Zambia plans to begin construction of the Lobito Corridor railway by the third quarter of 2026, according to Transport Minister Frank Tayali, as funding arrangements for the cross-border infrastructure initiative progress.
The railway, projected to span over 530 kilometers, will connect the copper-rich Chingola region in Zambia to Angola’s Benguela line at Luacano. The corridor is expected to become a major export route for copper and agricultural produce, enhancing regional trade.
Speaking on the sidelines of the U.S.-Africa summit in Luanda, Tayali expressed confidence in the multinational project, citing growing support from the United States, the European Union, and neighboring countries.

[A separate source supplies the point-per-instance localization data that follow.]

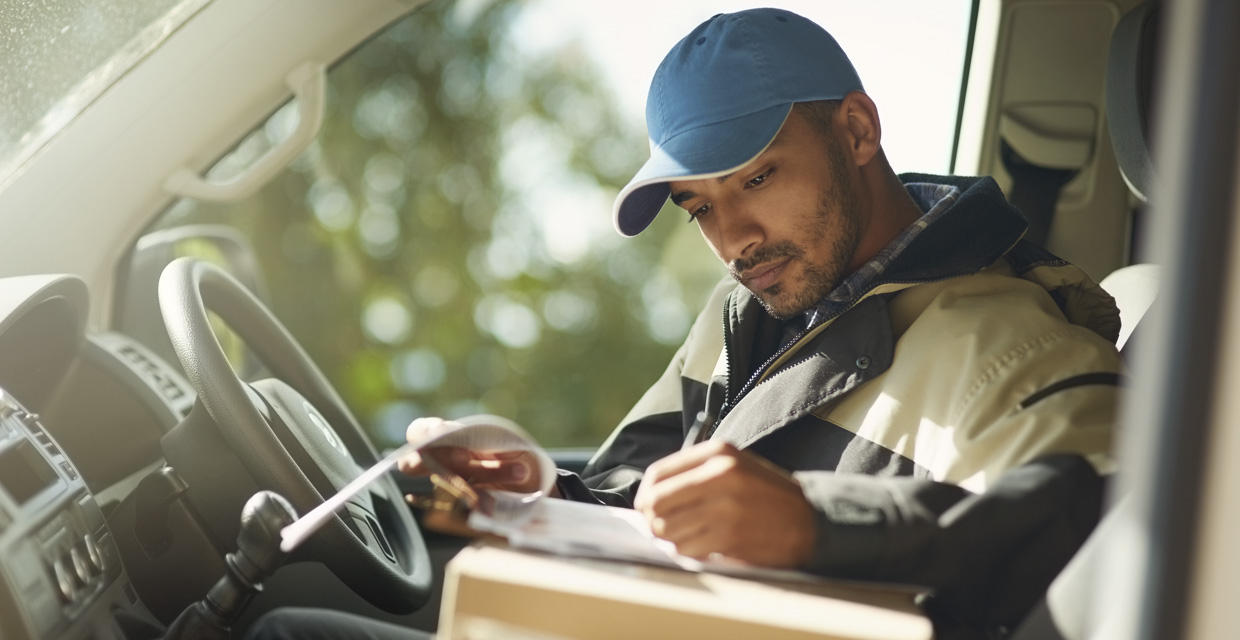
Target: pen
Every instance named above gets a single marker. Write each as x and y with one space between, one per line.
699 429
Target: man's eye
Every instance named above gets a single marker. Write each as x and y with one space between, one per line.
760 179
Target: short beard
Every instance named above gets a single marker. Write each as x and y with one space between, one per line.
838 207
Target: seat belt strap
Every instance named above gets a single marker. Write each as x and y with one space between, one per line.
1034 191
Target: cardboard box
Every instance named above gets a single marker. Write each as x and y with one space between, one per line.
492 592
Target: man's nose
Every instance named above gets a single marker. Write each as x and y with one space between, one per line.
739 233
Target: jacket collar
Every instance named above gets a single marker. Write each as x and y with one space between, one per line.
980 230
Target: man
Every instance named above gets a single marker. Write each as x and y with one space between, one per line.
899 388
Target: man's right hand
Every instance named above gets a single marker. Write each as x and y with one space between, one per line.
497 470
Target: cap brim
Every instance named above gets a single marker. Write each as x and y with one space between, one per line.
707 151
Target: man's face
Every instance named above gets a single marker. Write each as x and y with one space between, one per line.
788 223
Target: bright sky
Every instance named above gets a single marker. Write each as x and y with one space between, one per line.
909 55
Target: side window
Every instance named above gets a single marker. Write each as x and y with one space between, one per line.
445 244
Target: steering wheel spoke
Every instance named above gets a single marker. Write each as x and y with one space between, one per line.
294 434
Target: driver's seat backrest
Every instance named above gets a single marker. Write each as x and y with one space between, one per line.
1130 87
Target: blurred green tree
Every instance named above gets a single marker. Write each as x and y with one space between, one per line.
429 248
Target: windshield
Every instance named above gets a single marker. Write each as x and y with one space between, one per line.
445 246
58 56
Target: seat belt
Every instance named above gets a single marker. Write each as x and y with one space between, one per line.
1034 191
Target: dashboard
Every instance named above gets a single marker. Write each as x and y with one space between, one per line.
91 522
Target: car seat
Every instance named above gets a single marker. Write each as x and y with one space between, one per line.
1067 612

“We have the Africa Finance Corporation leading the development and currently addressing financial structuring,” Tayali said. “This project is significant, with strong potential to improve food security and transform arid land into productive agricultural zones.”

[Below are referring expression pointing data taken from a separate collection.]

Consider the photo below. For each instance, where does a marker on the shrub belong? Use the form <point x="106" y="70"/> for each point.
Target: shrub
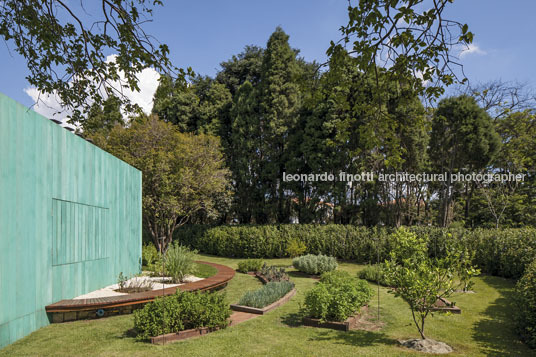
<point x="179" y="262"/>
<point x="273" y="273"/>
<point x="314" y="264"/>
<point x="181" y="311"/>
<point x="337" y="297"/>
<point x="266" y="295"/>
<point x="295" y="248"/>
<point x="249" y="265"/>
<point x="374" y="273"/>
<point x="149" y="255"/>
<point x="525" y="299"/>
<point x="335" y="277"/>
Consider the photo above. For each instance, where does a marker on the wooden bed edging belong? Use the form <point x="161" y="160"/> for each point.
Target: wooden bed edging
<point x="182" y="335"/>
<point x="264" y="310"/>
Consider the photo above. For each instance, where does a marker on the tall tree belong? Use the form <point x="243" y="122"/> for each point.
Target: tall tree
<point x="102" y="118"/>
<point x="183" y="174"/>
<point x="279" y="98"/>
<point x="463" y="139"/>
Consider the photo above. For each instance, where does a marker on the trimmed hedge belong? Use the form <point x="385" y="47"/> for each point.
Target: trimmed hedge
<point x="504" y="252"/>
<point x="314" y="264"/>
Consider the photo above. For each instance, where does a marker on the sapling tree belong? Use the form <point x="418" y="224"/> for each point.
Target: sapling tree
<point x="417" y="278"/>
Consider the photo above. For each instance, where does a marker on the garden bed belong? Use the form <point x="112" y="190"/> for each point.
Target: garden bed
<point x="262" y="311"/>
<point x="181" y="335"/>
<point x="345" y="325"/>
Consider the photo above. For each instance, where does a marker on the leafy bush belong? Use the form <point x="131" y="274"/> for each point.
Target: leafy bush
<point x="373" y="273"/>
<point x="266" y="295"/>
<point x="181" y="311"/>
<point x="335" y="277"/>
<point x="250" y="265"/>
<point x="314" y="264"/>
<point x="149" y="255"/>
<point x="204" y="270"/>
<point x="295" y="248"/>
<point x="179" y="262"/>
<point x="525" y="299"/>
<point x="273" y="273"/>
<point x="336" y="297"/>
<point x="502" y="252"/>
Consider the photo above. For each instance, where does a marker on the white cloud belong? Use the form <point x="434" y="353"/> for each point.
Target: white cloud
<point x="49" y="105"/>
<point x="471" y="49"/>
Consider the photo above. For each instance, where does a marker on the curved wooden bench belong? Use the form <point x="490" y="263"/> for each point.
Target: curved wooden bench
<point x="217" y="281"/>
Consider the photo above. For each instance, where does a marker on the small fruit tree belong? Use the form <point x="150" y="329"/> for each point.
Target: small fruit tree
<point x="417" y="278"/>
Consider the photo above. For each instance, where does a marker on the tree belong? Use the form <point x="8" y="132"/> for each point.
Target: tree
<point x="183" y="174"/>
<point x="463" y="139"/>
<point x="102" y="118"/>
<point x="417" y="278"/>
<point x="66" y="48"/>
<point x="412" y="40"/>
<point x="279" y="100"/>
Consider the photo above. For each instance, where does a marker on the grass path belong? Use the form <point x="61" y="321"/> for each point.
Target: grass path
<point x="484" y="328"/>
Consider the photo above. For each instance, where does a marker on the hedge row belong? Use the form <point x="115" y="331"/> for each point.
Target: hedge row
<point x="504" y="252"/>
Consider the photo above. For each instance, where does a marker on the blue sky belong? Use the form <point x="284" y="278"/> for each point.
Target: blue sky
<point x="202" y="33"/>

Angola’s Minister of State for Economic Coordination, José Massano, emphasized the government’s commitment to facilitating investment through private sector partnerships while making clear that no direct public funding would be provided. Negotiations have focused on refining clauses within the concession agreement, particularly those related to guarantees sought by potential financiers.

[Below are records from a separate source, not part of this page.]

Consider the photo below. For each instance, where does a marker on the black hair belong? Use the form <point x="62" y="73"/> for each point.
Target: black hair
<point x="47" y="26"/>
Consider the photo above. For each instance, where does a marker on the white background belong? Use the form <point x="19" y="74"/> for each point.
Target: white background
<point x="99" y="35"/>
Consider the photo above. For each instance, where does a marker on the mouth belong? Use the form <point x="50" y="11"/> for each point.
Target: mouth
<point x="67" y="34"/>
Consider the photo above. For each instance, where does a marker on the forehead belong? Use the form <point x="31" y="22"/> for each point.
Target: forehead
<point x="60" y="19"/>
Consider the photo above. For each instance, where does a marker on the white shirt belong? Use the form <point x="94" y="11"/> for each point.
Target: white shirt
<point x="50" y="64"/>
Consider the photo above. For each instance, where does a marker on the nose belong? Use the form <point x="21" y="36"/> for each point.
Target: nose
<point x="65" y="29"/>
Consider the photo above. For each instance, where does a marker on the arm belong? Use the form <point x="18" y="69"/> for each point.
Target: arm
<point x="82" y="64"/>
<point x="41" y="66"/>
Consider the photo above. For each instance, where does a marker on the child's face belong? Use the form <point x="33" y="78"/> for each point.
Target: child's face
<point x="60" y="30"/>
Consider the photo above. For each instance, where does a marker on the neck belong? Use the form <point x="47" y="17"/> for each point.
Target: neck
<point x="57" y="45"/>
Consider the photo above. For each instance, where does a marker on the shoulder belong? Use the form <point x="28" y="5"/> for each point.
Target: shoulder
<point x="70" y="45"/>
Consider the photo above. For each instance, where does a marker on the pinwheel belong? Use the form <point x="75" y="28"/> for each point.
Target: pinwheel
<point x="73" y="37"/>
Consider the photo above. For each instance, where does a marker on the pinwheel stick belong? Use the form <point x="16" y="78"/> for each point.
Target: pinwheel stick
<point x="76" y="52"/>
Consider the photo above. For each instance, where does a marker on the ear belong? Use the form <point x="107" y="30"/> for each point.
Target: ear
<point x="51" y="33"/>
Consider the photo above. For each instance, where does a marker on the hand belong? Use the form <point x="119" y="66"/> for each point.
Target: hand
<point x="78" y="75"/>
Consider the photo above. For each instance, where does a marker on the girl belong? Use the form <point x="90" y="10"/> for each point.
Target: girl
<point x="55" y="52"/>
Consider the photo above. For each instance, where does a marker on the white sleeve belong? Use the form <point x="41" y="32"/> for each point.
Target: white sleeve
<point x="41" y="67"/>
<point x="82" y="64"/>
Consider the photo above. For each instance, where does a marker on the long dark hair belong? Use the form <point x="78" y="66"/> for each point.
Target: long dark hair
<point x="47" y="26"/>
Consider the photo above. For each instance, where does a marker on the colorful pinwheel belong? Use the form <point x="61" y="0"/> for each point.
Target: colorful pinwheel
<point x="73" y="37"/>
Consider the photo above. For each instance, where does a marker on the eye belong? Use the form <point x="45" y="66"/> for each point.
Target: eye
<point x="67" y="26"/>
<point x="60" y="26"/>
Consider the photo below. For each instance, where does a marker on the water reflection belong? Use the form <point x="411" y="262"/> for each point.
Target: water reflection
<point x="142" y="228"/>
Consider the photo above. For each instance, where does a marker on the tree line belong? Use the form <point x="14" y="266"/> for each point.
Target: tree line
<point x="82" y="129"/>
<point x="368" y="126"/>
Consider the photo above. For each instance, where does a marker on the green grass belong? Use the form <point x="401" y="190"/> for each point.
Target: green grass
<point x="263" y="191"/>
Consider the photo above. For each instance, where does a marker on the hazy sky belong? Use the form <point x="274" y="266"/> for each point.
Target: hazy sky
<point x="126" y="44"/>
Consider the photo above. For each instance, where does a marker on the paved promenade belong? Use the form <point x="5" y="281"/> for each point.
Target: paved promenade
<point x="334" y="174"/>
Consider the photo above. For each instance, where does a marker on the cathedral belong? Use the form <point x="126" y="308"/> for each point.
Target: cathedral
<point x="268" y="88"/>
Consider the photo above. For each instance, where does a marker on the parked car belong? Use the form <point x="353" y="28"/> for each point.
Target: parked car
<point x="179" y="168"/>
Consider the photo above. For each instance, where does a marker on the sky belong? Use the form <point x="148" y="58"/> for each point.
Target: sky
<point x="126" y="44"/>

“Some adjustments may be made to help align the interests of operators and financial institutions,” Massano stated. “These discussions require time, but our resolve to see the project through remains firm.”
Massano also confirmed that Angola is moving forward with a $500 million funding package from the World Bank, with the goal of meeting the necessary conditions by the end of the year.
Turning to the national budget, Massano addressed the implications of oil price volatility. On Monday, he noted that prices above $70 per barrel—used in Angola’s 2025 budget projections—had offered short-term fiscal relief and supported the rollout of development programs.
However, by Tuesday, oil prices had fallen sharply. The drop followed an announcement that Israel had agreed to a ceasefire plan proposed by U.S. President Donald Trump, easing fears of supply disruptions in the Middle East. Brent crude fell by $2.48, or 3.5%, to $69 a barrel, while U.S. West Texas Intermediate dropped $2.37, also 3.5%, to $66.14 by 0927 GMT.
Asked about the possibility of seeking IMF assistance, Massano said Angola remains open to working with international financial institutions if the need arises to further stabilize public finances.